Oracle-owned internet performance firm blames outgone government
April 11, 2018 By Mohamed Massaquoi
The internet in Sierra Leone was abruptly shut down on March 31 (run-off election day) much to the consternation of users. A report by Oracle-owned internet performance firm has since blamed the then government of Sierra Leone for the internet cut on Election Day.
“The latter country [Sierra Leone] also had a big outage on April 1, but that may well have been down to government action–African governments are notorious for interfering with citizens’ internet access, particularly around election time or during periods of unrest,” the report stated while acknowledging there was a disruption to the submarine cable that connects countries in the sub-region.
The National Telecommunications Commission (NATCOM), which regulates the telecom industry, denied any responsibility in the wake of the interruption as citizens pointed accusing fingers at them.

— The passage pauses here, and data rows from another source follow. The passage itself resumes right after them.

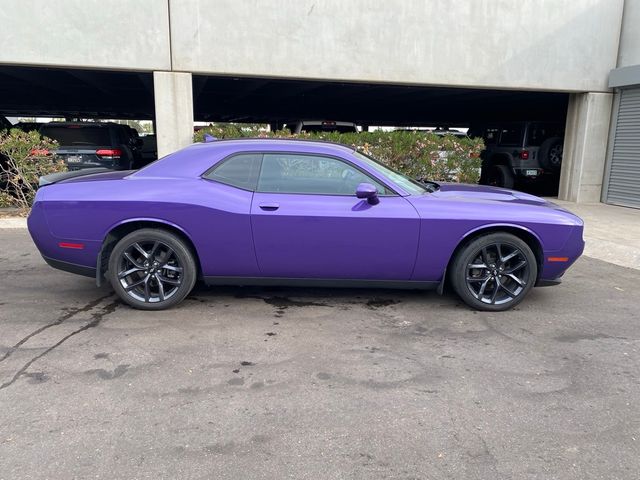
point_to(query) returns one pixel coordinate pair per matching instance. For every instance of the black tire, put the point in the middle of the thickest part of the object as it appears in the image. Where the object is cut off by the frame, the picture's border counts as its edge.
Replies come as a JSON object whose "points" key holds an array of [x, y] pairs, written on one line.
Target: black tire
{"points": [[495, 284], [498, 176], [152, 269], [550, 154]]}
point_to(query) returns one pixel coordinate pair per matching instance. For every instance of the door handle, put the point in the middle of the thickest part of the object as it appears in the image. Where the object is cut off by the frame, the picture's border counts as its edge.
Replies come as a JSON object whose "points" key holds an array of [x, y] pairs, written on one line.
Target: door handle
{"points": [[269, 207]]}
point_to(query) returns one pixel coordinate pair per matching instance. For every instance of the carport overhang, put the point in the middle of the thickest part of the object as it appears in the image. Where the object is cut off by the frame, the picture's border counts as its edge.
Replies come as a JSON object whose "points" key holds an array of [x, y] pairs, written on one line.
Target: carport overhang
{"points": [[85, 93]]}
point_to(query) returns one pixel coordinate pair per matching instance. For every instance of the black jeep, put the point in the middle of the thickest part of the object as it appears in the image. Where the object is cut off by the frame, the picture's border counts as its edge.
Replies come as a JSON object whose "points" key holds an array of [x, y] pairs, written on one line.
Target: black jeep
{"points": [[527, 151]]}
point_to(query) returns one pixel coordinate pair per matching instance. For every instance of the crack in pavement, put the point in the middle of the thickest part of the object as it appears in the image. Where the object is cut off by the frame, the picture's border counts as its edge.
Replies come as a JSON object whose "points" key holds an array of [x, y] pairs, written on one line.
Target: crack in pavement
{"points": [[96, 319], [71, 313]]}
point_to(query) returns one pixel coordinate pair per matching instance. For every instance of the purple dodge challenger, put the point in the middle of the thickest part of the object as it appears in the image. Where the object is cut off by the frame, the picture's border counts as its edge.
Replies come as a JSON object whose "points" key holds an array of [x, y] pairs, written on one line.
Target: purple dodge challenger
{"points": [[292, 212]]}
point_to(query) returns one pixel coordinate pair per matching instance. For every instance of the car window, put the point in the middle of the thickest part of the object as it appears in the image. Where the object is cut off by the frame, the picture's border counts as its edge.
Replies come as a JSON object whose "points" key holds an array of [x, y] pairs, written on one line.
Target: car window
{"points": [[311, 174], [511, 135], [539, 132], [409, 184], [238, 171]]}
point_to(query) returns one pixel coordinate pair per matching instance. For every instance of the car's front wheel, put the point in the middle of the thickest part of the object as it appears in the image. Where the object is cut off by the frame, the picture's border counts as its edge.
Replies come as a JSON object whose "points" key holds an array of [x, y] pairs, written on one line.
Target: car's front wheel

“The Commission views this misinformation with utter dismay and a calculated ploy to tarnish its image, and therefore inclined to set the record straight. The commission wishes to reiterate that as the national regulatory authority of the ICT sector, it does not provide ICT services nor does it operate a mobile network. The commission also wishes it to be made known that it did not at any time order any mobile network operator to block or suspend its internet services to the public. In fact, the commission equally suffered the said internet service disruption during this period. The commission hereby takes this opportunity to inform the general public that internet access to Sierra Leone is mainly through the Africa coast to Europe (ace) submarine cable which is managed by the Sierra Leone Cable Company (SALCAB),” the commission stated in a public notice.
They continued that as a responsible regulator, the Commission contacted SALCAB and that they were informed there was a problem with the submarine cable in Mauritania which disrupted service to Sierra Leone.
“The responsibility of ensuring constant internet access to Sierra Leone falls totally under the purview of SALCAB. NATCOM only provides oversight to ensure that such access is provided according to standard international best practice at affordable prices,” the release stated.
It could be recalled that a Concord Times investigative team had reported that NACTOM had plans to ‘control’ social media ahead of crucial multitier elections on March 7.
NATCOM’s chair and head of the All Peoples Congress in Koinadugu, Momoh Konteh, vehemently denied the claim.
But Deputy Minister of Information and Communications in the former administration, Cornelius Deveaux, said without mincing his words that government would not hesitate to shut down social media if users continue to create what he referred to as insecurity and pose threat to the peace of Sierra Leone.
Many internet users in the country say the shutdown was a deliberate ploy by NATCOM and some operatives in the former government to prevent the National Elections Commission and the then opposition party from using the internet to tally votes from across the country.